Size distribution and mapping characteristics of eccDNAs. (A) Size distribution of cell free eccDNAs in samples 1 (red line), 2 (blue line) and 4. For sample 1 and 2, the sizes of eccDNAs are from 31 bp to 19,989 bp (median 1801–1962 bp). The majority (≥80%) are smaller than 5000 bp. For sample 4, the majority (>89%) are less than 500 bp and the median size is 330 bp. (B) Representative mapped sequences in eccDNAs with large, medium and small sizes. From top to bottom, eccDNAs with 17,235 bp, 5,712 bp and 116 bp are shown along with the read depth and split reads (in pink).

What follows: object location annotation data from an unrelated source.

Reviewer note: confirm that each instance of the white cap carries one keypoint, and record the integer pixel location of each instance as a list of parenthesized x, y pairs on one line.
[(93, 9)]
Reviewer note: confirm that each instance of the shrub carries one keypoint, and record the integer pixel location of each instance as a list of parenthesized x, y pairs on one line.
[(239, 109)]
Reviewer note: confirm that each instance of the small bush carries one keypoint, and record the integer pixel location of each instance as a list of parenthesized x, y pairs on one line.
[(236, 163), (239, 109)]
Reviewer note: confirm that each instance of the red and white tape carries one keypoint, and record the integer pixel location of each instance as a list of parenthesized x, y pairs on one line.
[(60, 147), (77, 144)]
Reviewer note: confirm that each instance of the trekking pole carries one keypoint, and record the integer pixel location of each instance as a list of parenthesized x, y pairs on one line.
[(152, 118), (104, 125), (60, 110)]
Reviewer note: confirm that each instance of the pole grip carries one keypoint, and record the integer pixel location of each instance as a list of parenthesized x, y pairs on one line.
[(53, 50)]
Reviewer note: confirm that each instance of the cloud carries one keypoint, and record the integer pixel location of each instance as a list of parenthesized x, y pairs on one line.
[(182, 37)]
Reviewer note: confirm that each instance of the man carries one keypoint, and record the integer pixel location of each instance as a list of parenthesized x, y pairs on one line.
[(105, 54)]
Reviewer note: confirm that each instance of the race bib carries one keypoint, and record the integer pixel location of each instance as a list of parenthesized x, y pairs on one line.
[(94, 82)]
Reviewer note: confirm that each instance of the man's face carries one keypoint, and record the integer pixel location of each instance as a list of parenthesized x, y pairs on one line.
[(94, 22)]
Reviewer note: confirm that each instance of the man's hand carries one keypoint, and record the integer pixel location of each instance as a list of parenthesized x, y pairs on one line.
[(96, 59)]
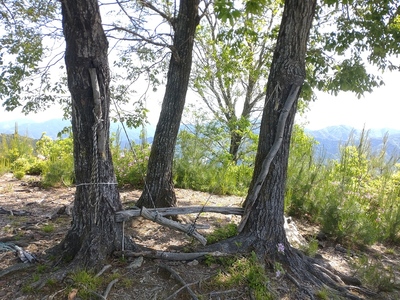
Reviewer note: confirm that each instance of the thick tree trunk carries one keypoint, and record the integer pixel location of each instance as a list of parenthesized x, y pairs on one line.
[(94, 234), (159, 190), (265, 223)]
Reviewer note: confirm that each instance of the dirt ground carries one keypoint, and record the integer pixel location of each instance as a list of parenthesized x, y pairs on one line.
[(40, 220)]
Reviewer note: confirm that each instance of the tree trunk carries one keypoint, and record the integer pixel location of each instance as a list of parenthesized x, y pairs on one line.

Previous studies have shown that the eccDNAs may be originated from either repeat sequences or non-repeat sequences3, 7, 8, 16,17,18. To investigate the sequence components of newly identified circulating eccDNAs, we intersected the repetitive elements in Repeatmasker with eccDNAs as well as the random control genomic regions with chromosomes and sizes matched to eccDNAs. For both the total eccDNAs and those sized less than 1000 bp (710 and 556 eccDNAs in sample 1 and sample 2 respectively), we found equivalent numbers of repetitive elements in the eccDNA and the random control (0.928–1.006-fold change), indicating that the eccDNAs may not be generated extensively from repetitive elements. In contrast, we found enrichment of exons and 3′UTRs in eccDNAs with <1000 bp in size. When compared to random controls, fold enrichments were 1.36 and 2.5 for exons and 3′UTR in sample 1, and 2.17 and 3.1 in sample 2, suggesting that eccDNAs are more likely to originate from genic regions with active transcription (Fig. 6A). We also tested the intersection between regulatory elements (CpG Islands, DNase clusters, H3K4Me1, H3K4Me3, and H3K27Ac) and eccDNAs (<1000 bp) using UCSC Table Browser. By compared to random controls, we observed higher numbers of DNase Clusters, H3K4Me1, and H3K27Ac marks that are overlapped with the eccDNAs in both two samples. DNase Clusters inside of eccDNAs were increased by 1.58-fold (sample 1) and 2.42-fold (sample 2). H3K4Me1 and H3K27Ac enhancer marks showed 1.42–1.62-fold enrichments in eccDNAs of sample 1 and 1.23–1.33 fold enrichment of sample 2 (Fig. 6A). Example eccDNAs containing gene exons and regulatory elements are shown in Fig. 6B.

Figure 6
figure 6

Functional annotation of eccDNA. (A) Genes (exons, 5′UTRs, 3′UTRs), regulatory elements (CpG Islands, DNase Clusters, H3K4Me1, H3K4Me3, H3K27Ac) and repetitive sequences (RepeatMasker) were intersected with eccDNAs (sized less than 1000 bp) in samples 1, 2 and 4. Random regions with matched chromosomes and lengths with eccDNAs were generated as random controls. The fold change stands for the ratio between elements counts in eccDNAs and the controls. Higher frequency of 3′UTRs, exons, DNase Clusters, H3K4Me1 and H3K27Ac are observed in eccDNA regions in all samples. Sample 4 also has higher enrichment of 5′UTRs and CpG island sequences. (B) Representative eccDNAs associated with genes and regulatory elements. Upper: Representative eccDNA with overall sequence coverage and split reads. Lower: Gene transcripts and epigenomic marks for regulatory DNA elements in the eccDNA region. The region covers two exons of MYH15 gene. Histone marks of H3K4Me1, H3K4Me3, H3K27Ac, and DNase I hypersensitivity tracks from ENCODE are also shown.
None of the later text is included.